Back when I was a child, I naively thought—in the way that most young people think---that life would be so much easier as an adult. You know what I mean, the freedom to drive wherever I want to go, without having to depend on my parents or a bus schedule. To do what I want, when I wanted to do it, to not have someone telling me what to do all the time—maybe it’s not a bad thing, I guess, that no one told me about bosses—or I might never have decided to want to grow up.
Most children don’t grasp things like rent, mortgages, utility bills, taxes, car and other loan payments, bank balances, credit card debt, things like washing machines, cars and boilers breaking down. Kids don’t know about leaky roofs, job layoffs and heating bills.
They may overhear their parents fussing, or even fighting, about these things, but being as they have no experience with them, the problems may seem close to home, yet to most children, the things that make their parents moan, are nonetheless still very distant. Which I personally believe, is a really good thing. The young ones of this world, will have a lifetime to discover the less than happy and usually very dull and tedious side of life—why rush it upon them? Prepare them somewhat, yes. But, don’t just shove them out into the world, and let them fend for themselves. Innocence somehow, now, has become an anathema to many adults.

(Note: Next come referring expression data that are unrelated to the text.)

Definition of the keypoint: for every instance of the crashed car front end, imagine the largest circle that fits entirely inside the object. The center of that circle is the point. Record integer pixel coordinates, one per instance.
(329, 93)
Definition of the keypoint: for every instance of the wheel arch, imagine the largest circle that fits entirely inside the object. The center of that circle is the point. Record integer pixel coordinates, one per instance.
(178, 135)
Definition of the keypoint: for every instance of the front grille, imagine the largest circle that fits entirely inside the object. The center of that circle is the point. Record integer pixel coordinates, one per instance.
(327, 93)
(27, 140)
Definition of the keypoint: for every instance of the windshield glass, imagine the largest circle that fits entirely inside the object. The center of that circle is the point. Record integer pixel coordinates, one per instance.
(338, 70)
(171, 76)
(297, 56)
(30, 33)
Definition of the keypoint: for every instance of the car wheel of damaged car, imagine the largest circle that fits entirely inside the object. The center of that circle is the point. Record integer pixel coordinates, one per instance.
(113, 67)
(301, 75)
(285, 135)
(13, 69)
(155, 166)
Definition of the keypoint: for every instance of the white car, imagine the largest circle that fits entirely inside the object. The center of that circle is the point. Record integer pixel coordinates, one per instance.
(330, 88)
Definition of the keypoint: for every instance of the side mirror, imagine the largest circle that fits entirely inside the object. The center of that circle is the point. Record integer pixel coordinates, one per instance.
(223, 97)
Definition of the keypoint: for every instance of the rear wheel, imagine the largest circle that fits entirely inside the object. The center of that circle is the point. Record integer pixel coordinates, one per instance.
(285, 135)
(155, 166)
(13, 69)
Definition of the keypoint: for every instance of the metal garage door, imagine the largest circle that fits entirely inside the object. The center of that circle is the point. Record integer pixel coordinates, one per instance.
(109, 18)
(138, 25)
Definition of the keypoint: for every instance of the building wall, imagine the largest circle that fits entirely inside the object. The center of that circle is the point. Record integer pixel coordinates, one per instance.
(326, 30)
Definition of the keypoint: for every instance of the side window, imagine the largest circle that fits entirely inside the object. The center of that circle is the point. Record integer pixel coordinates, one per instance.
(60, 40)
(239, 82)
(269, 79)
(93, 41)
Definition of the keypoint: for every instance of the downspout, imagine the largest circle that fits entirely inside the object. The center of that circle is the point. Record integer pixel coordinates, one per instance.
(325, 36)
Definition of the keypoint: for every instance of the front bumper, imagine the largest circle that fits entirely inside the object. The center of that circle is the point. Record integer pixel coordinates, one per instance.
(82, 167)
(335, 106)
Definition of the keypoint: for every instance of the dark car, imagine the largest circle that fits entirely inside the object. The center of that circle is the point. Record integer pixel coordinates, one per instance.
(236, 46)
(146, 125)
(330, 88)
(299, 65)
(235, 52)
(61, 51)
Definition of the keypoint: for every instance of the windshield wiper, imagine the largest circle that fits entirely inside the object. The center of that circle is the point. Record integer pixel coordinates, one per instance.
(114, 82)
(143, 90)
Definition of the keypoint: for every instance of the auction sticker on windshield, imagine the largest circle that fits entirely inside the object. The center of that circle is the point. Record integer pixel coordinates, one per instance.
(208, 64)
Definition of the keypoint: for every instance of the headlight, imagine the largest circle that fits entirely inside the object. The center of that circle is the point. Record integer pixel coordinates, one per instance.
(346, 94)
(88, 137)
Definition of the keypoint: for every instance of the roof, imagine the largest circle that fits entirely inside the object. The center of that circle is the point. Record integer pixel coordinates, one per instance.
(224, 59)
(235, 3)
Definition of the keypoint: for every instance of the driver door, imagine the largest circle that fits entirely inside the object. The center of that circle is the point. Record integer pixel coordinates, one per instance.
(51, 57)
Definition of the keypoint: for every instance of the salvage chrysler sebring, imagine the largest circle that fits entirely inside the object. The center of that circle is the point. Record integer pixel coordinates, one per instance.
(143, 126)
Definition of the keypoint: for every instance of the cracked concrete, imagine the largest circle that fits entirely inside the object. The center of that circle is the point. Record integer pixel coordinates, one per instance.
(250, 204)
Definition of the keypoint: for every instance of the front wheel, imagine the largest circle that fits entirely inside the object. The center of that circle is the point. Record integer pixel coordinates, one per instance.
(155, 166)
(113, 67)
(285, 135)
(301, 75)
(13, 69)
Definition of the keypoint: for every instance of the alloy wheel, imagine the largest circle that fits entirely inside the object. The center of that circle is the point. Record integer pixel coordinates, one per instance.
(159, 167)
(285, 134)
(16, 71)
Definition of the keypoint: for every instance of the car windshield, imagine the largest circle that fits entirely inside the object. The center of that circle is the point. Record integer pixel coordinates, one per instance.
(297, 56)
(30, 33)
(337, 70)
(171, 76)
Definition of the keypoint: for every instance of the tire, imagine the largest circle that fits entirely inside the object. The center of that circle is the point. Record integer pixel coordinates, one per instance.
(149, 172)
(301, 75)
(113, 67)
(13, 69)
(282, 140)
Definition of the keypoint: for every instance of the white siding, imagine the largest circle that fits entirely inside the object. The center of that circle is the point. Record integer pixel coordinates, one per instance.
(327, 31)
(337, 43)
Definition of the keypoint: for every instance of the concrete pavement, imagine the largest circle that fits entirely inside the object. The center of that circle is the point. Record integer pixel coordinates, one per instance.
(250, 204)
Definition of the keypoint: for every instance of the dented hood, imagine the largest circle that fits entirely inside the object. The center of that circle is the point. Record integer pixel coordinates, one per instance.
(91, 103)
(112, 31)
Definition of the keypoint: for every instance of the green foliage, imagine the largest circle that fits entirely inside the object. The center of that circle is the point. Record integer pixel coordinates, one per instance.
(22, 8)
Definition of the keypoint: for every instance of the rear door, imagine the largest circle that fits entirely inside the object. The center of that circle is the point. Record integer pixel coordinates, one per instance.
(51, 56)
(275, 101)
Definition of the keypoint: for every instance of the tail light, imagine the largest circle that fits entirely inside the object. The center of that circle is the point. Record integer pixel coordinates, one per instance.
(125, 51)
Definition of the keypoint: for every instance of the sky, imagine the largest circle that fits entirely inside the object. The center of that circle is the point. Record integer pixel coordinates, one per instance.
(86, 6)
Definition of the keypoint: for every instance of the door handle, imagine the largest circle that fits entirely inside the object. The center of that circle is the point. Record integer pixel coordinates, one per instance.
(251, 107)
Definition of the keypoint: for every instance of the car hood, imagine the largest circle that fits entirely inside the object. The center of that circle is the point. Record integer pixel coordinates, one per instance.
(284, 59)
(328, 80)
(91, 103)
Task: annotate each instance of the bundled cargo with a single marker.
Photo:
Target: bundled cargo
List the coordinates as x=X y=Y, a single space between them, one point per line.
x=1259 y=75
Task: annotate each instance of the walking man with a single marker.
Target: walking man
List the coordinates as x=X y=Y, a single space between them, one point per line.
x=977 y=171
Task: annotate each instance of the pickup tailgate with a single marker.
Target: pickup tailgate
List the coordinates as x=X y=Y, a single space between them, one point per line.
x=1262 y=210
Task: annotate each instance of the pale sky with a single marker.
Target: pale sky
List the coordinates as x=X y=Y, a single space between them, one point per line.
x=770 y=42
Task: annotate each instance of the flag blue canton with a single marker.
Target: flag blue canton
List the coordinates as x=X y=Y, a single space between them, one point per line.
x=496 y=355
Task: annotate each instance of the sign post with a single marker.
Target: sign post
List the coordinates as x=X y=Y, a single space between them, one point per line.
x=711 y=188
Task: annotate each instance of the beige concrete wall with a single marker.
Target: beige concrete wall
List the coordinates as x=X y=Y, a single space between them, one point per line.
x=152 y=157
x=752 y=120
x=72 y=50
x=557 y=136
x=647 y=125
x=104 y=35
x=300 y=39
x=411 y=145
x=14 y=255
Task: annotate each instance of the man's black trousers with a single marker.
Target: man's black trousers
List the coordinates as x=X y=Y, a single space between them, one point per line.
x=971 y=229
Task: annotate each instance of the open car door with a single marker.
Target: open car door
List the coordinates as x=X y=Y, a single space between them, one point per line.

The world is crowding us in, with more and more unpleasant knowledge entering our lives everyday. Not necessarily a bad thing, still, the bare truth is, is that the more we are jostled by the unpleasant, the more happiness we lose. That is not to say that we cannot be happy, in the midst of bitter reality. Heck, not by a long chalk. Happiness is everywhere, for those who choose to seek it out. Sometimes it’s right on our doorsteps, and sometimes it much farther a field, occasionally hidden in some obscure and darkened corner.
So, as young person, I sometimes strained against the collar my parents and my age placed upon me, eager to get the bit in my teeth, and forge ahead to reach for my dreams and those things I most desired and longed for. Yet, the older I get, the harder life becomes. If only I’d known that, growing up. Perhaps I would have appreciated just how very wonderful, my life back then sometimes could be, and would not have minded so much, the unpleasant times.